Thursday, September 10, 2009

Don't Be Greedy

Last year, when I was looking for an office building to purchase, I had a verbal agreement with the owners of a building here in Smithtown to purchase their building for $950,000. The best part of the deal for them was that I had found them before they had hired a realtor, which meant that they were going to save approx $45,000 in broker fees.

They were selling the building because they had gone out of business...tying up some loose ends due to their business closing lead to a two week delay from the time we reached a verbal agreement to the time we were putting everything in writing.

Using the strong-arm tactic of "we have someone else bidding higher, if you still want the building, you're going to have to pay more," they now told me that the purchase price was $1,050,000 ($100,000 higher than we agreed upon), plus they were now throwing in several other clauses/stipulations that were never discussed prior and were all obviously detrimental to me.

Frustrated with their desperate attempt at negotiating, I decided to take the weekend to look at some other buildings. Luckily I did and I found a building just a few blocks away that was a much better fit for my offices (more office space, better parking, great location, etc.) for a lower purchase price.

When I informed the owners that I would be walking away from their deal, they started to bring their purchase price back down to the $950,000, but it was too late.

It is now 17 months later and I drive past their building at least twice a day (on the way to my office and on the way home from my office)...the "For Sale" signs have been up ever since...they are now on their second realtor and there are "Price Reduced" signs now up on the lawn as well. As of today, the asking price is $925,000.

So, to take a step back and analyze this scenario, by being greedy, these owners have so far lost $142,000 between 17 months worth of mortgage interest, real estate taxes, maintenance, utilities, and the fact that they will now have to pay a broker fee if & when they do sell their building.
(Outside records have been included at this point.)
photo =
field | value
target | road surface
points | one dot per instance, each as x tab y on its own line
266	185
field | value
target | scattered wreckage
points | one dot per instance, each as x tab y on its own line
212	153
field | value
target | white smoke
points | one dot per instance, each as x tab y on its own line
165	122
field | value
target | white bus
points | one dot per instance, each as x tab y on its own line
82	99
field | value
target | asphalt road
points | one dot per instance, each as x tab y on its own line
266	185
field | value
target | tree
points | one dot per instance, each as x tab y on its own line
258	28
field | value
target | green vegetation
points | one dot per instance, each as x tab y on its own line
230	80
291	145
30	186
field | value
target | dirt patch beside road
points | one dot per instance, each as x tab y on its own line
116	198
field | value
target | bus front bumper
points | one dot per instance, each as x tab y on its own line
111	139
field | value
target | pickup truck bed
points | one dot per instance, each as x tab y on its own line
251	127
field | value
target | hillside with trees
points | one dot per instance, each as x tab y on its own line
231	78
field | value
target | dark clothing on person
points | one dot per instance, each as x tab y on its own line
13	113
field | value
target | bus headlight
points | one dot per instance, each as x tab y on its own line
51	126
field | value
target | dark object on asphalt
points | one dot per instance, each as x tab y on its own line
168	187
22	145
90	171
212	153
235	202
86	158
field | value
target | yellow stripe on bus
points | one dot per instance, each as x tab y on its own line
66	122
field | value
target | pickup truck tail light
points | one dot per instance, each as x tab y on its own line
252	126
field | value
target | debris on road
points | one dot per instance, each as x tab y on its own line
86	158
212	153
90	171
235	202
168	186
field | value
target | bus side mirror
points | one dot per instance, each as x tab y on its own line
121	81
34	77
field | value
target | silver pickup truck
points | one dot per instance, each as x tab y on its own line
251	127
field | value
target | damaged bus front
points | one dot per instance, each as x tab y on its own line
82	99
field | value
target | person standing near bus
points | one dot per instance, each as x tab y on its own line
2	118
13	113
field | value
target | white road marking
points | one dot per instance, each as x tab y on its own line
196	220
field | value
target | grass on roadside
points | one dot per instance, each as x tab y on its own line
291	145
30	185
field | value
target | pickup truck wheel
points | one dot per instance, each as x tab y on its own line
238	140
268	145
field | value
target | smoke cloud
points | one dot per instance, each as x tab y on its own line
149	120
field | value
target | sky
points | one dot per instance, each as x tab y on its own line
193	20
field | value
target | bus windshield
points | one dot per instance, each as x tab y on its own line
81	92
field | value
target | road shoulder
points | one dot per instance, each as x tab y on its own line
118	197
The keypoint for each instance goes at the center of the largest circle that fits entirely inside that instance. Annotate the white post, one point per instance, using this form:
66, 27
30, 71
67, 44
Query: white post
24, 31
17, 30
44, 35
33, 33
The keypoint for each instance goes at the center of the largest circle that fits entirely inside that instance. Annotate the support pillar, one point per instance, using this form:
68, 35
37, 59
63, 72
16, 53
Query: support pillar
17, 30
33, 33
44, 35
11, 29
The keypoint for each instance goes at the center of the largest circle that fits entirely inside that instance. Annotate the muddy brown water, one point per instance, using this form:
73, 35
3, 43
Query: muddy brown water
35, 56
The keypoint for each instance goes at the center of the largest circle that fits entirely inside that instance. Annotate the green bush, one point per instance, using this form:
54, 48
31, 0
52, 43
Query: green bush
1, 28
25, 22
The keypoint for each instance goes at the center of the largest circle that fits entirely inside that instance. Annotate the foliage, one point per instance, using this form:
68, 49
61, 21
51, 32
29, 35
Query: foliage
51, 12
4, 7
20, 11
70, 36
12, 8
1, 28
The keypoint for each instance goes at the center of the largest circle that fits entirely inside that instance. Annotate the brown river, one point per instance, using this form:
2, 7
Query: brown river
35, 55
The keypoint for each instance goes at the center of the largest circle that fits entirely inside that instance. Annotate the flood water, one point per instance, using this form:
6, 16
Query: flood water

This $142,000 loss assumes that they sell their building tomorrow for full asking price, which in this economy, I don't think will happen. I forsee this building selling for somewhere in the low to mid $800,000s sometime at the beginning of 2010.

Moral of the story: Don't be greedy, especially in an economy like this. Know when a good deal is staring you in the face and make it easy for your customer/client/buyer to do business with you.